Vermont Ski Resort News

From new chairlifts to wind turbines, from routine trail mowing to new cooperative ownership structures, Vermont ski areas have been busy these last few months preparing for the exciting winter sports season ahead. Here’s a look at what’s new for the 2009-2010 season.

Look for more snow this season, with the addition of two new snowmaking air compressors and additions to the grooming fleet to smooth it all out. The resort is now affiliated with the InterContintental Hotel Group and its Holiday Inn Club Vacations subsidiary, which has the potential of drawing more destination skiers.

Talk about going green, this place will be generating approximately one-eighth of their electrical power needs this winter with a new wind turbine ข่าวกีฬา electrical generator-the first one for a Vermont ski area! If that wasn’t enough, two new SMI Polecat snowmaking fan guns will be churning out the white stuff in the terrain park; 5,500 feet of snowmaking pipeline was upgraded for increased water flow; and a Prinoth Bison grooming machine was added to the fleet. Last, but not least, look for new tables and chairs in the cafeteria.

After a busy summer entertaining visitors in their adventure park, with its new Zip Line, the mountain’s staff has been mowing the trails, checking the snowmaking lines, and greasing the lifts in preparation for the skiing and riding season.

The big news here is the debut of the Tram House Lodge in the base area. Open to overnight guests and day skiers and riders alike, this new facility sports an indoor fitness club, rental equipment center, restaurant, coffee shop, and the Golden Eagle Bar, featuring front row seat views of the slopes.

The resort added more low-energy snowguns to its existing arsenal, upgraded the operational software on the Skyeship Gondola, and reseeded sections of the popular Great Eastern novice trail.

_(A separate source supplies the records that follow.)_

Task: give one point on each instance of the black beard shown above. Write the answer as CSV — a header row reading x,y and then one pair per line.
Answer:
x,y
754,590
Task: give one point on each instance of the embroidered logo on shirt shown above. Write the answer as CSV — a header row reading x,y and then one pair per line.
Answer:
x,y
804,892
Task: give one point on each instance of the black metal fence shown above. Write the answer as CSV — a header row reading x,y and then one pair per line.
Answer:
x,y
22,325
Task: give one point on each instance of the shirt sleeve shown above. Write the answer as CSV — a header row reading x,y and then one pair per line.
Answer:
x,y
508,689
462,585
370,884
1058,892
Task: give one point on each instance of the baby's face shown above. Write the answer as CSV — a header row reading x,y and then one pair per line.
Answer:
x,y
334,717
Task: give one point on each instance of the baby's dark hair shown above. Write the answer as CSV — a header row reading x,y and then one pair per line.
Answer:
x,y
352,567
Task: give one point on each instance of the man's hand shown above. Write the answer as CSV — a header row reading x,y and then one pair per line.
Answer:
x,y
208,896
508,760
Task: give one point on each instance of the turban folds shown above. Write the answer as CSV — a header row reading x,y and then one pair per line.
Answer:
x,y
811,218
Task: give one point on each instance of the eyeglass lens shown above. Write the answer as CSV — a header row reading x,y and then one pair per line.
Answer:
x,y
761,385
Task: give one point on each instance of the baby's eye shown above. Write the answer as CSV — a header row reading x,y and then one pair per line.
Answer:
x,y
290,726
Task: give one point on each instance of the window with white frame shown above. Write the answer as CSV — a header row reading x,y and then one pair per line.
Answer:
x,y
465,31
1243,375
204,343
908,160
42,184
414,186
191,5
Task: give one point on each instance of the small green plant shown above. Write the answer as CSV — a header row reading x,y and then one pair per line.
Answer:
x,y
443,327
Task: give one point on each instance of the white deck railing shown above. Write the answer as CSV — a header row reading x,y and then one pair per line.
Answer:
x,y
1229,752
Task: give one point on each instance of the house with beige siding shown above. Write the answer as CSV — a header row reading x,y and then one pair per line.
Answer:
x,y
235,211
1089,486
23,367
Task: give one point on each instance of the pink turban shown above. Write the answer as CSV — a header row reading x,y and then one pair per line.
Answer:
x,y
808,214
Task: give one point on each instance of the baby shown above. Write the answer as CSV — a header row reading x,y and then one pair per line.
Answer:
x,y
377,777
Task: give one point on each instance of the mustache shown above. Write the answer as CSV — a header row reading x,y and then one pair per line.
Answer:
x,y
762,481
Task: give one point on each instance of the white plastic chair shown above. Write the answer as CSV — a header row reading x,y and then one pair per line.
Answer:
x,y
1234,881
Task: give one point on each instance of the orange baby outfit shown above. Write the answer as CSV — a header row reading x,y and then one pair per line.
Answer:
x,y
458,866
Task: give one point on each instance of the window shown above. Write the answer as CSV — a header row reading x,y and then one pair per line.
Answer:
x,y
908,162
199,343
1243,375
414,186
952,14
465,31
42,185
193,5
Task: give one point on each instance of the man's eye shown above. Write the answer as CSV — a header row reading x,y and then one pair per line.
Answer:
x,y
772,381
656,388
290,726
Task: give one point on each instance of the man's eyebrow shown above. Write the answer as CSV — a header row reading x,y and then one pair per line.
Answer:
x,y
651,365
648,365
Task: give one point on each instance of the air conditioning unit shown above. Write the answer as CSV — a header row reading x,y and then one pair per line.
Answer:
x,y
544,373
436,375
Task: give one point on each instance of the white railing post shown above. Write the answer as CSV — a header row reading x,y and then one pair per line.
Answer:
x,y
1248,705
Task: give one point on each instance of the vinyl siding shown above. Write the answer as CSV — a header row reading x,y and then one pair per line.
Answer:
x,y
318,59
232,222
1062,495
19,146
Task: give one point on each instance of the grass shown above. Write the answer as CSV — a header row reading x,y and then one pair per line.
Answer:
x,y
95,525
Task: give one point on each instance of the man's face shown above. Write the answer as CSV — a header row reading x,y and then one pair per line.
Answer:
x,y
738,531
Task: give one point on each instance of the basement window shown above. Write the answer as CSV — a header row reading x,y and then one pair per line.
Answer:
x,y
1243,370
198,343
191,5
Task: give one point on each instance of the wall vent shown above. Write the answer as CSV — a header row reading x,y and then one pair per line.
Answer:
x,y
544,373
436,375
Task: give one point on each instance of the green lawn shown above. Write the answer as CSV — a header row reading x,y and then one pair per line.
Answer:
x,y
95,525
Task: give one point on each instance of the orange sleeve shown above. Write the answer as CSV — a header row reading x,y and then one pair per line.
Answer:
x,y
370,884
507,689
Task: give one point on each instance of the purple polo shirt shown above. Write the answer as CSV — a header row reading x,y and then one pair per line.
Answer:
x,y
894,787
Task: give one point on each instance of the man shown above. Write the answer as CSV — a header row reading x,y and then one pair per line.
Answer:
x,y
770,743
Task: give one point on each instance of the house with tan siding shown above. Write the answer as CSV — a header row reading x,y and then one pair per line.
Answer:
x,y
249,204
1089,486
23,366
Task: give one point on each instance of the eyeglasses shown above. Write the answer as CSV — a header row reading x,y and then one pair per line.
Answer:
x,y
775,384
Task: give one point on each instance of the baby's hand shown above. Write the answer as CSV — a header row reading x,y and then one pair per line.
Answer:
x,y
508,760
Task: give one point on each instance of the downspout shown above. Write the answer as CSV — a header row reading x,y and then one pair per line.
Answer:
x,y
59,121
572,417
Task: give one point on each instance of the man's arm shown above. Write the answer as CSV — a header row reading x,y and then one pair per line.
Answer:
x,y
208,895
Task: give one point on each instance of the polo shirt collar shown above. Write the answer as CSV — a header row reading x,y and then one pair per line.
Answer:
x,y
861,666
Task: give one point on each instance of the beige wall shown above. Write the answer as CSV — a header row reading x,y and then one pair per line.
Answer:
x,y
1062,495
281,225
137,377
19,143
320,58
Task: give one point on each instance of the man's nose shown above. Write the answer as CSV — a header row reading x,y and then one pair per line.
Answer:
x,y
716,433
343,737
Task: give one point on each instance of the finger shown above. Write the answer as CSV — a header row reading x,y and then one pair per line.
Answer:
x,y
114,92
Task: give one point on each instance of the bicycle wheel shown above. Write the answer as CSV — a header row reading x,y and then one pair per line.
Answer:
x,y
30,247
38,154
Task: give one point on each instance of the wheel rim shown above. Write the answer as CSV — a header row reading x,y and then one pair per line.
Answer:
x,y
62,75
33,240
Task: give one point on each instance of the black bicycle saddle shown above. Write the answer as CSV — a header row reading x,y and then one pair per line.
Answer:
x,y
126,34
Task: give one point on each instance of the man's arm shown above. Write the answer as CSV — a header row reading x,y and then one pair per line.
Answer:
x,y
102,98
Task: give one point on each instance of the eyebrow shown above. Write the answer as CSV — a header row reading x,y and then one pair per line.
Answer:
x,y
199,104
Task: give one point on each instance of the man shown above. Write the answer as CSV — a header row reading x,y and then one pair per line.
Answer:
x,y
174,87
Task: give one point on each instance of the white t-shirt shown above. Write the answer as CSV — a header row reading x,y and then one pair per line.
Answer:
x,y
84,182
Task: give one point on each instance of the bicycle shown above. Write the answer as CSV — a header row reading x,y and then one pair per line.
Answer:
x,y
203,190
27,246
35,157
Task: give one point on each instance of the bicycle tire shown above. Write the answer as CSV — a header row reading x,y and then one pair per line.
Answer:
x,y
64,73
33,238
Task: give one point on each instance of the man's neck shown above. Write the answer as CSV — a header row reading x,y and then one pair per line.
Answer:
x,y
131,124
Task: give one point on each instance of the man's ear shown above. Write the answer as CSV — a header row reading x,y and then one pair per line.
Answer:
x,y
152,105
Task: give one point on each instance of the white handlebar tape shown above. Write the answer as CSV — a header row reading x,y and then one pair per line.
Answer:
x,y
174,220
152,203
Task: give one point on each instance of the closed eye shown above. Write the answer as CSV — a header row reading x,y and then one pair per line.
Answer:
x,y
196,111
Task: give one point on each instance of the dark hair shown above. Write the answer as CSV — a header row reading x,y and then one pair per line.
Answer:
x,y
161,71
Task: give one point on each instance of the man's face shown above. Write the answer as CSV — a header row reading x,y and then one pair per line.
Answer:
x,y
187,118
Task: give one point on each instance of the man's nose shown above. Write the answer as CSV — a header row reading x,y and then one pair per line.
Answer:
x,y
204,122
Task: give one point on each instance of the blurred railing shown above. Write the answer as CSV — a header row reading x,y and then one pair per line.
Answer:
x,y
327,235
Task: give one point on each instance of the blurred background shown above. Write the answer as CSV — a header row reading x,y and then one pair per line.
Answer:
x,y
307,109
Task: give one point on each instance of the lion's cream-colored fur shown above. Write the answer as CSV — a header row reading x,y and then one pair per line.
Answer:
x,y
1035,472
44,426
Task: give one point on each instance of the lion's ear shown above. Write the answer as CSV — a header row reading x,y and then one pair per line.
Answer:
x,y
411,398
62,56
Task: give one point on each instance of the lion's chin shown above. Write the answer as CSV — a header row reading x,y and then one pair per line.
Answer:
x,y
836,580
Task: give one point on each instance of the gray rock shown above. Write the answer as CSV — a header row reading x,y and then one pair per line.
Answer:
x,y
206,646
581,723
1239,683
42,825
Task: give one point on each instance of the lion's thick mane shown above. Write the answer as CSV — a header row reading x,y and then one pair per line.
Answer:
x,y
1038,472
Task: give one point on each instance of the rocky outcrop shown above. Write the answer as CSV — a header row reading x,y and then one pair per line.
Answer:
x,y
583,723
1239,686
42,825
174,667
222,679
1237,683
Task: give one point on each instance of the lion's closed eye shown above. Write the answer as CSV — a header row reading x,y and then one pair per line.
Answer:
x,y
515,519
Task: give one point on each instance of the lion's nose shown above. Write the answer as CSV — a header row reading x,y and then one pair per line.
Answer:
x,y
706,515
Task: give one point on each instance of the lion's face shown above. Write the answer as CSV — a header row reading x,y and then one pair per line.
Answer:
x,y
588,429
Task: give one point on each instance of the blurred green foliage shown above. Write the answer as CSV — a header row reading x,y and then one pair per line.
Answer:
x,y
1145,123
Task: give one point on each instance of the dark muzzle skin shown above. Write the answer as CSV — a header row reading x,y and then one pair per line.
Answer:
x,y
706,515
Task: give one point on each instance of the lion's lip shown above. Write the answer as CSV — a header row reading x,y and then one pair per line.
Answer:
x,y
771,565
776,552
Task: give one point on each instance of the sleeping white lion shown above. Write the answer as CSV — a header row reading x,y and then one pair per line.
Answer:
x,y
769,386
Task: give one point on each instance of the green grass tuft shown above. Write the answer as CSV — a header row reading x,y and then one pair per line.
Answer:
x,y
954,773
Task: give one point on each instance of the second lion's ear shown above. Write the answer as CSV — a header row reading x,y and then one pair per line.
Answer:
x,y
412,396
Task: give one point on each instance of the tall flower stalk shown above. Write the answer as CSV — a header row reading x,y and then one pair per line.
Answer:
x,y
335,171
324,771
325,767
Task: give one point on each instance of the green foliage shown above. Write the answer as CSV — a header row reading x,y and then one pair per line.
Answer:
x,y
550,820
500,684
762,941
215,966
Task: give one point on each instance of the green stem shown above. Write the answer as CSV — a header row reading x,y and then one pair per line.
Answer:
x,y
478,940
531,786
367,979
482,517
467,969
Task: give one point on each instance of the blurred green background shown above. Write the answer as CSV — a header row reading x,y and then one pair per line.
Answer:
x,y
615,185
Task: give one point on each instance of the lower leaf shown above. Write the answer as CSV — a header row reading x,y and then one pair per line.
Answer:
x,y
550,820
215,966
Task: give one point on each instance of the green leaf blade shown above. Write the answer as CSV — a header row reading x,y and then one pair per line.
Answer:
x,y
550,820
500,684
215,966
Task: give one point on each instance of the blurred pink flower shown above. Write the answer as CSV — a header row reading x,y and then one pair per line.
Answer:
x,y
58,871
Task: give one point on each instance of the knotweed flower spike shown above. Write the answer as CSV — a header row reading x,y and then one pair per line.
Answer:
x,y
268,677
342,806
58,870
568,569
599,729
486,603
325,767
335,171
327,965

Over at Pico, the Upper Pike trail has new snowmaking pipelines and hydrants to insure more efficient coverage.

Trail maintenance crews have been working over the summer on trail bridges and drainage systems. The Sunnyside Double chairlift’s bullwheel had new bearings installed to keep it spinning smoothly along this winter.

“Save Magic Mountain” signs are back up around the town of Londonderry, as the current owners make the partial transition to a cooperative ownership arrangement, a la Mad River Glen. Three hundred and thirty-three shares at $3,000 a pop are being offered to the public in exchange for 60-percent ownership of the ski area and voting rights. To slash costs, the area will only operate Fridays through Mondays and holiday weeks. However, after a big dump, management may open the area if six inches or more falls and 50 percent or more of the terrain is skiable.